Audio and Video Transcription¶
The transcription Cargo feature adds speech-to-text extraction for audio and
video MIME types via Whisper ONNX models v5.0. Enable the feature and set a
TranscriptionConfig block in your ExtractionConfig to produce transcripts
from audio and video files.
Supported MIME types¶
| MIME type | Extensions | Container |
|---|---|---|
audio/mpeg |
.mp3, .mpga |
MP3 |
audio/mp4 |
.m4a |
M4A / AAC in MP4 |
audio/wav |
.wav |
WAV / RIFF |
audio/webm |
.webm |
WebM audio |
video/mp4 |
.mp4, .mpeg |
MP4 video (audio track only) |
video/webm |
.webm |
WebM video (audio track only) |
Model sizes¶
| Variant | Cache footprint | RAM at inference | Mel bins |
|---|---|---|---|
Tiny |
Smallest | Lowest memory | 80 |
Base |
Small | Low memory | 80 |
Small |
Medium | Medium memory | 80 |
Medium |
Large | High memory | 80 |
LargeV3 |
Largest | Highest memory | 128 |
Models are downloaded from onnx-community/whisper-{size} on HuggingFace Hub
on first use and cached under {KREUZBERG_CACHE_DIR}/whisper/{size}/ when
KREUZBERG_CACHE_DIR is set, or under the platform cache directory such as
~/.cache/kreuzberg/whisper/{size}/ on Linux.
Configuration knobs¶
| Field | Type | Default | Description |
|---|---|---|---|
enabled |
bool |
true |
The extractor activates only when the transcription block is present and enabled is true. |
model |
WhisperModel |
Tiny |
Size variant to use. |
language |
Option<String> |
None |
ISO-639-1 code (e.g. "en", "de").
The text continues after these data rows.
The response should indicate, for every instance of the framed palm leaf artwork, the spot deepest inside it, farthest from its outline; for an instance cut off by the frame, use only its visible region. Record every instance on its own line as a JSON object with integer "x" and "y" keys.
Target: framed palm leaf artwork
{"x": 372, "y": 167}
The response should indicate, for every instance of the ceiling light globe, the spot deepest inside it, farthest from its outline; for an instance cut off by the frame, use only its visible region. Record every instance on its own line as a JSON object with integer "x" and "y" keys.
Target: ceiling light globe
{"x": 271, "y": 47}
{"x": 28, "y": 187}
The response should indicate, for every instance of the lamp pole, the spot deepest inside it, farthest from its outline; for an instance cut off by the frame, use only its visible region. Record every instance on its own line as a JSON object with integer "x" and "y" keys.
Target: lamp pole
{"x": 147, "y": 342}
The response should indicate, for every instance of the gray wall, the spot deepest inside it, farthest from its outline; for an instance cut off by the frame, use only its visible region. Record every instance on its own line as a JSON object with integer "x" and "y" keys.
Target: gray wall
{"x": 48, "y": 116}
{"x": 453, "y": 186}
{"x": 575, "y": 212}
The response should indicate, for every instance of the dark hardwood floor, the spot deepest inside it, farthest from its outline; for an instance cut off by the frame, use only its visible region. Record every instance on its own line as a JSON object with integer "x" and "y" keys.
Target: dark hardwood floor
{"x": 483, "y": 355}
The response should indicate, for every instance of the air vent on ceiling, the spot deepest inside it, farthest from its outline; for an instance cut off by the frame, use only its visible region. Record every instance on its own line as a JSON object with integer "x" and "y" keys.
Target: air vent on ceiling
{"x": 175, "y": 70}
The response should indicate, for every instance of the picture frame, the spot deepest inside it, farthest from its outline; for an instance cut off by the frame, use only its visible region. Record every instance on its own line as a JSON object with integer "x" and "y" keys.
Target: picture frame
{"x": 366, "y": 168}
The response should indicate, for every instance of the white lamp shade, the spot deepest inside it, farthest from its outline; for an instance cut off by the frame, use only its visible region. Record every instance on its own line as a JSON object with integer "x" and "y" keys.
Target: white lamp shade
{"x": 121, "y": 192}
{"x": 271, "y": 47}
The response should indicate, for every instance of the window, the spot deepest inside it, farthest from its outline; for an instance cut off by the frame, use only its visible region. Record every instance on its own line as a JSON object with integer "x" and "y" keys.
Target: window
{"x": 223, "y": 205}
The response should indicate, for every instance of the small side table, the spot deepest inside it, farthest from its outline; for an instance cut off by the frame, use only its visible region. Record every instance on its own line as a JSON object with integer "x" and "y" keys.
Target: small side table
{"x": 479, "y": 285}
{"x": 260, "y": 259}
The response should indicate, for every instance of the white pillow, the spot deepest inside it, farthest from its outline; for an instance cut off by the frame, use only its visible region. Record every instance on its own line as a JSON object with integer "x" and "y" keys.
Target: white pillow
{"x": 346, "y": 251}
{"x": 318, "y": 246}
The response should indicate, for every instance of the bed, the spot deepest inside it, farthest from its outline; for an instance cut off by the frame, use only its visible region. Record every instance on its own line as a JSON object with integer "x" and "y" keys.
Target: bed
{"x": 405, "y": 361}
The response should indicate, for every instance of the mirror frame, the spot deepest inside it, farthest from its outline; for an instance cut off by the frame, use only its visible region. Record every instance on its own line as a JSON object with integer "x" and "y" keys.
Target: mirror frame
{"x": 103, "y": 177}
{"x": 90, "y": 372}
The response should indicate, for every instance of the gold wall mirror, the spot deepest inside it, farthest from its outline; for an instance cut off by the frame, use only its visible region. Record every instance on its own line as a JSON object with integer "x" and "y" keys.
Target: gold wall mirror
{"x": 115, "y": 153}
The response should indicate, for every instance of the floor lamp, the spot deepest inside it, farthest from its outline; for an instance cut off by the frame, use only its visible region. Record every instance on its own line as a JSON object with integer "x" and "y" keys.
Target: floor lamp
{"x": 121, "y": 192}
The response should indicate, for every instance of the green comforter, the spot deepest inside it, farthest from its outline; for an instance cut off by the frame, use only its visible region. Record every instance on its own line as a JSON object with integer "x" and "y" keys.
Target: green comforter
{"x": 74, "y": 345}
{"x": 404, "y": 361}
The current engine falls back to English when unset; set this explicitly for deterministic output. |
timestamps |
bool |
false |
Accepted for forward-compatibility; segment timestamps are not yet emitted. |
max_bytes |
Option<u64> |
512 MiB |
Reject input larger than this many bytes before decoding. |
max_duration_ms |
Option<u64> |
30 min |
Reject audio longer than this many milliseconds after decode. |
timeout_ms |
Option<u64> |
10 min |
Reserved wall-clock timeout for the full inference call. The current extractor does not enforce it yet. |
model_cache_dir |
Option<PathBuf> |
None |
Override the default cache location. |
allow_network |
bool |
true |
Set to false to disable automatic downloads; returns ModelMissing if the model is not already cached. |
verify_hash |
bool |
true |
Hash verification is reserved for a future work item; currently a no-op with a warning. |
First-run download¶
On the first call with allow_network = true, the extractor downloads the
required ONNX files and tokenizer from HuggingFace Hub. The download is
serialised per process via a cross-process advisory file lock so concurrent
first-time callers do not race. Subsequent calls use the local cache.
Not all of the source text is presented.